The second interesting thing is that executing a statement that needs fetch does not involves a round-trip. Does it happens too when selecting from a SP? Won’t this be a contract change as well, since selectable SPs could write to the database? I didn’t did further tests… Anyway, that’s what allows the optimizations I talk below.

Then we start the fetches. The first fetch for rs1 necessarily involves a round-trip and buffers some records in the client. Subsequents fetches are resolved locally.

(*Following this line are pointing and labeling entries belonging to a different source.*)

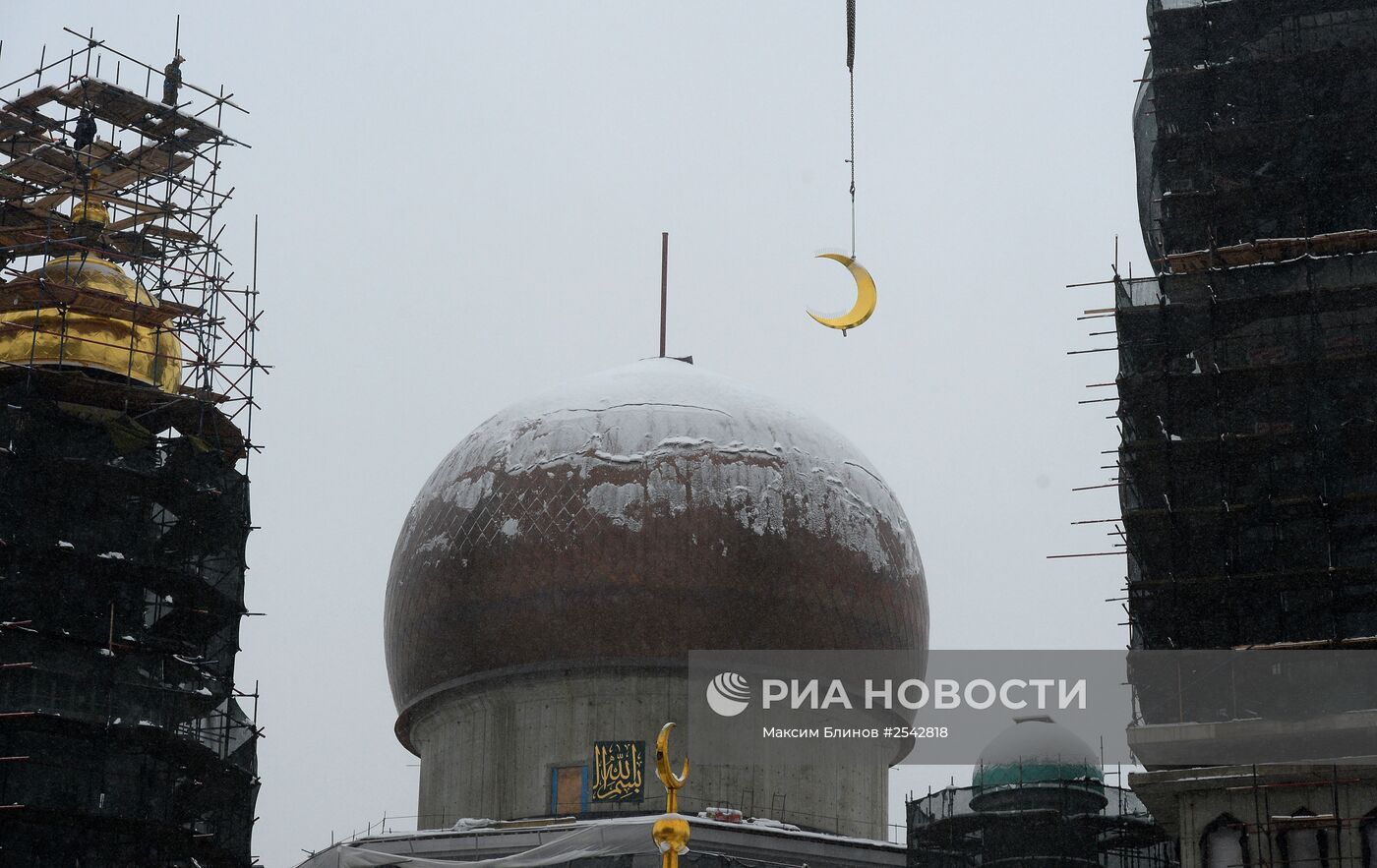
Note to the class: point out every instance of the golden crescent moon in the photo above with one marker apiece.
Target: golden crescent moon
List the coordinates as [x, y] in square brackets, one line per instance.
[865, 296]
[663, 771]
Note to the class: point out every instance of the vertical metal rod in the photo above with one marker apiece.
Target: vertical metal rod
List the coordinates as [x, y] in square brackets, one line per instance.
[664, 286]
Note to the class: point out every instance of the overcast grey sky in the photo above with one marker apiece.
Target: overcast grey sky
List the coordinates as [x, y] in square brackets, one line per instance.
[461, 203]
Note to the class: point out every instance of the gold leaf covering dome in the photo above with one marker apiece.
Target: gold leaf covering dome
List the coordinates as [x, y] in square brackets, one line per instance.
[113, 341]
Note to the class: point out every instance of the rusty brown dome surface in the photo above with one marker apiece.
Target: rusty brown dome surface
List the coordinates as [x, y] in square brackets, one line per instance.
[570, 526]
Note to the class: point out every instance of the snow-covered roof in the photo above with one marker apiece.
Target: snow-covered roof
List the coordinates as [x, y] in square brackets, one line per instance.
[771, 465]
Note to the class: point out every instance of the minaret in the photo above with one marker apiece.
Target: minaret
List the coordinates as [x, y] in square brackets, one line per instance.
[124, 513]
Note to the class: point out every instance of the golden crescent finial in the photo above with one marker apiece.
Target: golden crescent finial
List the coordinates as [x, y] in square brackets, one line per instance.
[665, 774]
[671, 831]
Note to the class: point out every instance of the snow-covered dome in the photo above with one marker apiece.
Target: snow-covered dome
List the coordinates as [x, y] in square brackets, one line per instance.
[1036, 751]
[574, 524]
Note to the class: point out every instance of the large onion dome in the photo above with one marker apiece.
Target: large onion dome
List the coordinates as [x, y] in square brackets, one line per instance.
[637, 513]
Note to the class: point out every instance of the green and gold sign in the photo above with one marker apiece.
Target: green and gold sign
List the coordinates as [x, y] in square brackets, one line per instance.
[619, 772]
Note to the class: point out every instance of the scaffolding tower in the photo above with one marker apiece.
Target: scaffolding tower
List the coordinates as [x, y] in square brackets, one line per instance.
[127, 371]
[1246, 378]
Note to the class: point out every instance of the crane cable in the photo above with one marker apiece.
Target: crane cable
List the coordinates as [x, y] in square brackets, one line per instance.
[851, 73]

The third interesting thing is about the nested queries. Since queries are executed, a round-trip would be inevitable, but it does one for each query. A more intelligent approach would be to fetch rs3 too when asked to fetch rs2, since it’s already executed. In this test, it would run ~8s faster. And a much more intelligent approach would do it in the background (and transmitting asynchronous), without putting some overhead on the rs2 call.

With a super intelligent server/client/protocol, the client and the server may cache prepared statements, and the server may asynchronous send statements invalidations to the client. Then, preparation of statements would have no round-trip (when already prepared one time), being sure that the statement is not wrong.

So what you may do now?

  1. Do not talk with the server in this poor (and common) way. Use selectable SPs to run multiple queries.
  2. Do not prepare/close/prepare your common statements. Cache them in your application.